As Envestnet analysts explain, the London Company SMID team — managing $1.1 billion — does “an outstanding job of adding value for shareholders as demonstrated by the strategy’s impressive long-term performance metrics.”
Brian Campbell has served as the strategy’s portfolio manager for the past decade, sharing lead duties for the last year and a half with company co-founder Stephen Goddard.
Calling 2019 a “very strong year for us,” Campbell said, “We don’t expect to outperform when the markets are up as much as they were. It’s a reflection of really good decision-making” over the past five years that “allowed us to do so well” last year.
The London Company strategy “outperformed the benchmark (Russell 2500 Index) by nearly 650 basis points in 2019 (32.24% vs. 27.77%), and ranked in the top decile of the Morningstar Mid-Cap Blend managed account peer group universe,” according to Envestnet.
“Our outperformance was driven by stock selection,” Campbell explained. “Our allocation was a drag in 2019, as we were underweight” in the healthcare and technology sectors. Still, the team was “able to offset that with strong stock selection,” which was “broad-based,” he said. Of its 30 positions, 17 were up over 30% last year, such as those in the industrials, materials and staples sectors.
Year to date in 2020, “We’re performing just as expected,” the portfolio manager explained. “Our focus is preserving capital when times get tough and capturing a lot less of the downside risk.” In the first quarter, the markets took a “big move south, [but] we did really well,” he said. “If you look at the year-to-date numbers, we’re right now down about 6% or so vs. 10% for the benchmark.”

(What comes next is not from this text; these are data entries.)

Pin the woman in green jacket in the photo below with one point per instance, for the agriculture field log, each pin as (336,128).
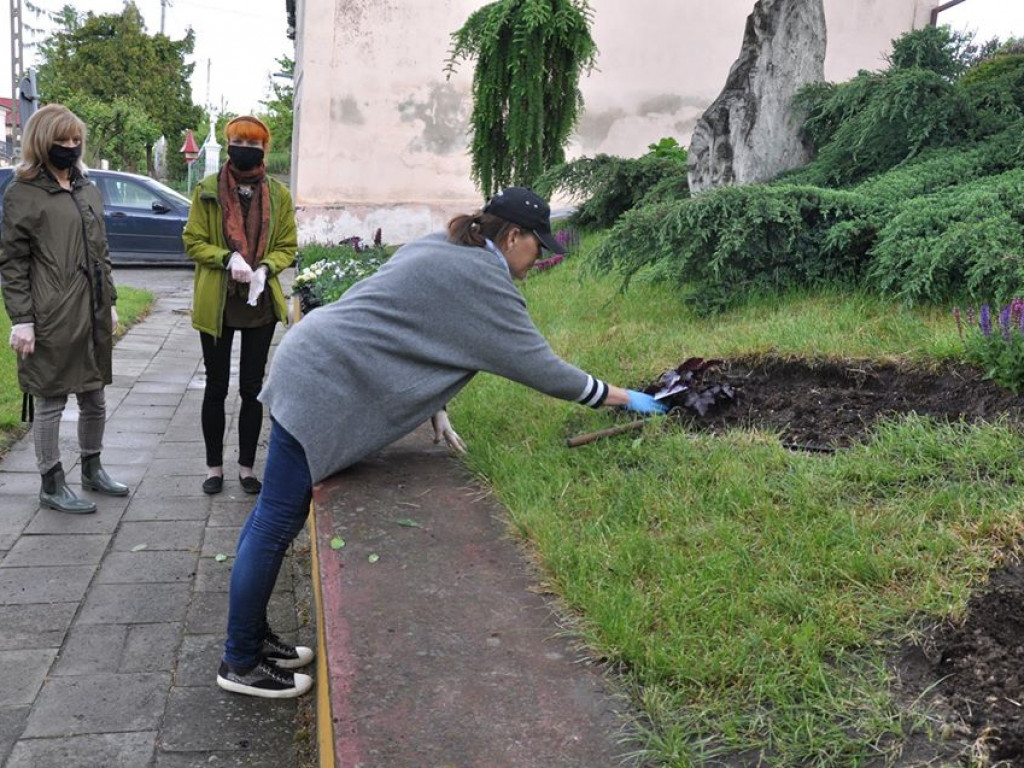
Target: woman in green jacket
(58,292)
(241,233)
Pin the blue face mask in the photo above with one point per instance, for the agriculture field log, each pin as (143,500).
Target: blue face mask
(62,158)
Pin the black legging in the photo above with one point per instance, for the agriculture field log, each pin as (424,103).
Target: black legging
(252,366)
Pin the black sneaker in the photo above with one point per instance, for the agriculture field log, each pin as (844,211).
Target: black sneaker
(284,655)
(264,680)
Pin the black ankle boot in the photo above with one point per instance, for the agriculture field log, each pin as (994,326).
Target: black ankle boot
(55,495)
(94,477)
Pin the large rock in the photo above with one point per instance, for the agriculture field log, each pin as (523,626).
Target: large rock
(750,132)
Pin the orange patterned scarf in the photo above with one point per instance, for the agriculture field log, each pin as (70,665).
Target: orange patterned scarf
(247,235)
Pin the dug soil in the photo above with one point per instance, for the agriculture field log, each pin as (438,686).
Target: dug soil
(971,675)
(826,403)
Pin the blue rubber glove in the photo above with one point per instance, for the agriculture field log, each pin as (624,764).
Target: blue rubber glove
(644,403)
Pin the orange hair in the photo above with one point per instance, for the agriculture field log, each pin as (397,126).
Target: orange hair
(248,128)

Thus, the strategy is ahead by roughly 350 basis points. “Our goal is to capture about 80% of the downside and 90-95% of the upside, which is pretty much what’s happened so far in 2020,” he said.
The team has an “inherent belief that the markets are less efficient at assessing risk than reward,” Campbell said. “We spend the majority of our time analyzing what can go wrong in each decision we make. We don’t build feature models and try to outguess every other analyst and PM on growth rates and margin expansions.
“We spend a lot of time looking at companies’ ability to earn good spreads on the capital they invest, so we focus on high-return-on-capital companies. We go through a pretty stringent checklist trying to find potential potholes and red flags,” he said. “And our team has been very adept [at] avoiding mistakes in a meaningful way.”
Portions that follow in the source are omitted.